There were no more perfect March Madness brackets as tracked by the NCAA following a slew of Friday upsets and a couple more big ones on Saturday. It took just 28 contests in the tournament for perfection to be eliminated.
The NCAA said early Saturday morning that only 121 perfect brackets remained after Friday's slate of 16 games, which included a shocking upset win by No. 15 Oral Roberts over No. 2 Ohio State.
Following Saturday's early games, none of which were upsets, the number of perfect brackets had fallen to just eight as No. 13 Ohio faced No. 4 Virginia and No. 10 Maryland battled No. 7 UConn. Then, Ohio pulled off the shocker and beat the Cavaliers 62-58. That took out five of those brackets. Minutes later, Maryland completed its 63-54 win over the Huskies, eliminating the rest.
The number from the NCAA is based on millions of brackets posted online to the NCAA Bracket Challenge Game, ESPN, Yahoo, CBS and Sports Illustrated. That does not include offline office pools or any other platforms running their own bracket challenge games.
Oral Roberts, No. 12 Oregon State and No. 13 North Texas won Friday, which knocked the number of perfect brackets down to just over 1,000. Double-digit seeds Rutgers and Syracuse also won Friday, which pushed it down to 233. Wins by No. 5 Villanova and No. 3 West Virginia Friday, while not upsets, shrank the total Friday to 121.
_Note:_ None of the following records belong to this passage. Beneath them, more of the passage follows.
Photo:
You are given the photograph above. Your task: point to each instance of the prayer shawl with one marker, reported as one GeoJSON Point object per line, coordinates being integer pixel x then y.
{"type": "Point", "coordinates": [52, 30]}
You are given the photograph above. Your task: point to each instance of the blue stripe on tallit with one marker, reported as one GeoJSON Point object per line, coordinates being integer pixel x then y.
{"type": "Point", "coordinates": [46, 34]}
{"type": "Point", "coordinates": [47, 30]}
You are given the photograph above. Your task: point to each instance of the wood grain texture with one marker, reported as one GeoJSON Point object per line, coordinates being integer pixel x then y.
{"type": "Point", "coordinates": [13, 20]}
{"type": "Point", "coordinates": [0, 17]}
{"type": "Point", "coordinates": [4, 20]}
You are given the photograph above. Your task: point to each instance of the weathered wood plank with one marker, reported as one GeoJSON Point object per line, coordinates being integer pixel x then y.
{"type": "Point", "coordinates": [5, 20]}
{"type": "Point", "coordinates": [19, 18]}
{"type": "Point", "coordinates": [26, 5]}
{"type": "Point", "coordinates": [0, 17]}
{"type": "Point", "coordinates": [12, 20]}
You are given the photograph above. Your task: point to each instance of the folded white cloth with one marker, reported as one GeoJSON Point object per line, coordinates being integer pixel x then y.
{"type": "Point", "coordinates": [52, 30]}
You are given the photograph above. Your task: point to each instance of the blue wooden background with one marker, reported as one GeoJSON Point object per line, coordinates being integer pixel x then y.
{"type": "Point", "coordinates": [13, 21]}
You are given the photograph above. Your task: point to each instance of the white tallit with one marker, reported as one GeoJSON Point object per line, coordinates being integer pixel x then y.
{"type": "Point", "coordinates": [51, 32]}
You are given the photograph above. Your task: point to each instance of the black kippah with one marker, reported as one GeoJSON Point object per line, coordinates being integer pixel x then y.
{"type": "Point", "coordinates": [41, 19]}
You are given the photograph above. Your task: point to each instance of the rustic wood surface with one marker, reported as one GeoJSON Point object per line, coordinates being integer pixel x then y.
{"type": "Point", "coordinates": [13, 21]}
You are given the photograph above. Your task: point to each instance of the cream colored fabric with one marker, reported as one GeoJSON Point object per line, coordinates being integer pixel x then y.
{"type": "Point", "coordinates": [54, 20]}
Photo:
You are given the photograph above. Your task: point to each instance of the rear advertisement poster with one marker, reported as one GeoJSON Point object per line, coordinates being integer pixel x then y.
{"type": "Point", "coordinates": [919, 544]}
The Oral Roberts win alone knocked the number of perfect brackets down to about 20,000, according to the NCAA. It just dropped from there as higher seeds kept falling.
During the 2019 tournament -- the last one to be played before the COVID-19 pandemic -- the NCAA said there was one perfect bracket that lasted into the Sweet 16. That was a span of 49 games.
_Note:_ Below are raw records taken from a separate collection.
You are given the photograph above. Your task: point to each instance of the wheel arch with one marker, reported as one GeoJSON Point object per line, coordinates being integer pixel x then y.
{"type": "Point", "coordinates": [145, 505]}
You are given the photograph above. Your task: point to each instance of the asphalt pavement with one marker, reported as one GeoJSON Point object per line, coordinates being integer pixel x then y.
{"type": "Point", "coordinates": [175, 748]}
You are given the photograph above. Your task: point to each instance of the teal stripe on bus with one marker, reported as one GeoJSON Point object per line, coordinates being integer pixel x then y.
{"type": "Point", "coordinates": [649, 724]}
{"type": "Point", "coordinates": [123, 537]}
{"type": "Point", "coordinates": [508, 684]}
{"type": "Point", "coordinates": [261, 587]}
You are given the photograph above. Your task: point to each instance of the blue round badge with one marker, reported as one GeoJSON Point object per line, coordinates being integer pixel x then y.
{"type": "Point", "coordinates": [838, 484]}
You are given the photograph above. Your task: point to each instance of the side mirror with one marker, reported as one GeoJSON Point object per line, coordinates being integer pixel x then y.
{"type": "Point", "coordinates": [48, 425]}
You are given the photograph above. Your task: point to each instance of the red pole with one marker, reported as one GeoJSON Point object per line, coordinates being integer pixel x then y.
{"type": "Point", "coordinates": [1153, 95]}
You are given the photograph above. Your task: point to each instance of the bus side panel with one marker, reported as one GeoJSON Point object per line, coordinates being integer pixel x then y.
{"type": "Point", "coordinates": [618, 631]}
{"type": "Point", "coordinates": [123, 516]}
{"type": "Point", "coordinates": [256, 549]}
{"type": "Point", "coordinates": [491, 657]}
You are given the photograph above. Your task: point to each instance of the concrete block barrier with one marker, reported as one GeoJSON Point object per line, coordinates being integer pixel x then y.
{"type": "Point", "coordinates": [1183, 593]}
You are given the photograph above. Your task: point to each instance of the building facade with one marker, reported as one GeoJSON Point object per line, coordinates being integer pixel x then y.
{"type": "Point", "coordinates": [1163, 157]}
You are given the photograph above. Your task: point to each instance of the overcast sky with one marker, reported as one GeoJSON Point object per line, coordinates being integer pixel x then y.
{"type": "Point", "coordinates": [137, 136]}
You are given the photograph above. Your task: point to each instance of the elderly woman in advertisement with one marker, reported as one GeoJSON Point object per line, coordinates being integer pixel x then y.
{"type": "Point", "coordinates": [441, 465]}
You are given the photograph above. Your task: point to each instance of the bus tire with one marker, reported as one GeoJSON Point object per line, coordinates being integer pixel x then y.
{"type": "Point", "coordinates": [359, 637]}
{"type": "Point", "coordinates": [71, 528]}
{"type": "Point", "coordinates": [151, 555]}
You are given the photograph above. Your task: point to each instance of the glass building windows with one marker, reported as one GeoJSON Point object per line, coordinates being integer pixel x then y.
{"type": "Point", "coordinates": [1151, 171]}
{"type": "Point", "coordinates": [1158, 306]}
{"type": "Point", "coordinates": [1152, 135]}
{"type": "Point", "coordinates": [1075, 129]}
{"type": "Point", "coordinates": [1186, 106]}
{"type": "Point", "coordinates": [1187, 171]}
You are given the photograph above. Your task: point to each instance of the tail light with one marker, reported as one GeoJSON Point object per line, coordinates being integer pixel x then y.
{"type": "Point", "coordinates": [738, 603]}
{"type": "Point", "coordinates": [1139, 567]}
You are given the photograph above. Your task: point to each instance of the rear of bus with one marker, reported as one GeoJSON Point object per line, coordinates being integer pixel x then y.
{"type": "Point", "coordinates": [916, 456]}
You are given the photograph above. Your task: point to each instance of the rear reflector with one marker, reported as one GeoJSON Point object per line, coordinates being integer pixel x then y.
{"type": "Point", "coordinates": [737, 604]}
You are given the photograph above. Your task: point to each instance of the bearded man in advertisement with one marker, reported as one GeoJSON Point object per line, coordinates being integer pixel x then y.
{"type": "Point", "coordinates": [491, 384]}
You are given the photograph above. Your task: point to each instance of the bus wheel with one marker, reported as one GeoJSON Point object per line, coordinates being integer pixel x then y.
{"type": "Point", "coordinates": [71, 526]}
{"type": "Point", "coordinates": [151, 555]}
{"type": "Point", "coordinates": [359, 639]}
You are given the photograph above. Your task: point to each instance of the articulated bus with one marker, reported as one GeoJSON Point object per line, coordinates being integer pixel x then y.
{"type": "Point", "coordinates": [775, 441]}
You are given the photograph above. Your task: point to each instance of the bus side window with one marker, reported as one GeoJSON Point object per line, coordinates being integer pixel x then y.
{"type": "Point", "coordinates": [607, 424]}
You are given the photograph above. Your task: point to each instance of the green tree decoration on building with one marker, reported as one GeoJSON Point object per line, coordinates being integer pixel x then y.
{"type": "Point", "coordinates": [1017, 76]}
The odds of filling out a perfect March Madness bracket is 1 in 9,223,372,036,854,775,808 (9.2 quintillion), according to the NCAA. That's if you are just guessing or flipping a coin, as many do.
If each one in that 9.2 quintillion were counted as a second, it would take you 292 billion years, the NCAA says.
"If you know a little something about basketball," the NCAA says the odds of filling out a perfect bracket drop dramatically to 1-in-120.2 billion.